Prior to the adoption of universal screening for anal dysplasia in HIV-infected women, there are several questions that need to be answered. Whether anal cytology is an optimal screening tool for anal cancer and AIN2-3 is not known. Studies to evaluate sensitivity of anal cytology have been conducted in MSM; however, as the disease prevalence is likely much higher in HIV-infected MSM compared with women it is not clear that cytology would be the best screening tool for HIV-infected women. We also do not know the true prevalence of AIN2-3 in HIV-infected women as there have been no studies where all HIV-infected women underwent HRA regardless of cytology results. Lastly, the natural history of anal HPV infections and neoplasia and the efficacy of treatment of AIN2-3 to prevent the development of invasive anal cancer remain unknown.

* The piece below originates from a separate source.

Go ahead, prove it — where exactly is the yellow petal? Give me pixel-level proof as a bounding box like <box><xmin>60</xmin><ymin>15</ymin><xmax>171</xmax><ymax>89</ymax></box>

As HIV-infected women live longer, they continue to be at risk for HPV associated diseases including intraepithelial neoplasia and cancer of the cervix, vulva and anus despite treatment with anti-retroviral therapy. Anal cytology may be a better screening test for AIN2-3 compared with anal HPV testing with HC2 in this population; however repeated anal cytology screening appears necessary for at least a subset of HIV-positive women including those with advanced immunosuppression, history of abnormal cervical cytology, anal and/or cervical HPV or other STIs.